Drawing on universal feelings of loss, nostalgia, melancholy and hope, I take these photographs from their original and unknown context in the hope of creating new personal and intertwining narratives, individual to each image.

While we are all connected by our personal memories, as well as by our ability to dream, we also crave a sense of belonging, and are pre-occupied with a continual and possibly never-ending search for identity in and through the lives of others.

Saturday 11 September 2010

The Dance - Crystal Palace

In September 2010, at Gingerline, I also showed The DanceScanned, then printed and framed (24”x30”), the image was propped up in an alcove of a converted Victorian shop, accompanied by a selected 1950s soundtrack. Guests were invited to sit down on a small stool to view the image, whilst listening to the music through headphones.
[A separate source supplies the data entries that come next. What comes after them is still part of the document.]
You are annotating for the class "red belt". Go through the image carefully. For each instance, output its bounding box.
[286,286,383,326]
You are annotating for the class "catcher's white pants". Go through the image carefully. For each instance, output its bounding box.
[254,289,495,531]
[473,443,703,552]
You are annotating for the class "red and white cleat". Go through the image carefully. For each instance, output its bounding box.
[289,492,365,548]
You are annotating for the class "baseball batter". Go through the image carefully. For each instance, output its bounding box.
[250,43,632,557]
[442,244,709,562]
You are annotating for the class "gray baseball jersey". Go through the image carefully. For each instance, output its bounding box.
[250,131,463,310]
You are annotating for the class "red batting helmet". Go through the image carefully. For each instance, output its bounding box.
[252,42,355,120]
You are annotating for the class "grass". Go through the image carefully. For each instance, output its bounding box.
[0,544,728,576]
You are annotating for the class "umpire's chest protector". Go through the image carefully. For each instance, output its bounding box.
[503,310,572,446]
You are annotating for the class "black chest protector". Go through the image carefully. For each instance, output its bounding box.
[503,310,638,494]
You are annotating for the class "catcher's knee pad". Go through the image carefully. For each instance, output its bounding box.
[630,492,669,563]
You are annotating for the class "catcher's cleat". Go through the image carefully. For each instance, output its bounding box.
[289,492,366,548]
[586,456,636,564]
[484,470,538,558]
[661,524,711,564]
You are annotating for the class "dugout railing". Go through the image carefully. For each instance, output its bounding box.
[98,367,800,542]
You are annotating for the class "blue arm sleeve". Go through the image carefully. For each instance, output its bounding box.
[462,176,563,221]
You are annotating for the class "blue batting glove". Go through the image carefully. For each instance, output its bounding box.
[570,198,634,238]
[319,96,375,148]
I was interested in creating an intimate space between the viewer and the people in the image, and I wanted to bring to life the sense of celebration captured in the original photograph. In the viewer's presence and mind the people in the image were able to dance again, for the first time since the photograph was taken, approximately 60 years earlier.

The Dance at Crystal Palace

The Outing - Crystal Palace

I first showed The Outing at Gingerline, a pop-up restaurant and art space, in September 2010. It was displayed as a 3m x 2m digital projection. Visible through the windows of a Victorian shop front in Crystal Palace, the shadows and movement of the people and traffic outside produced a rippling effect on the glassy surface of the water in the photograph.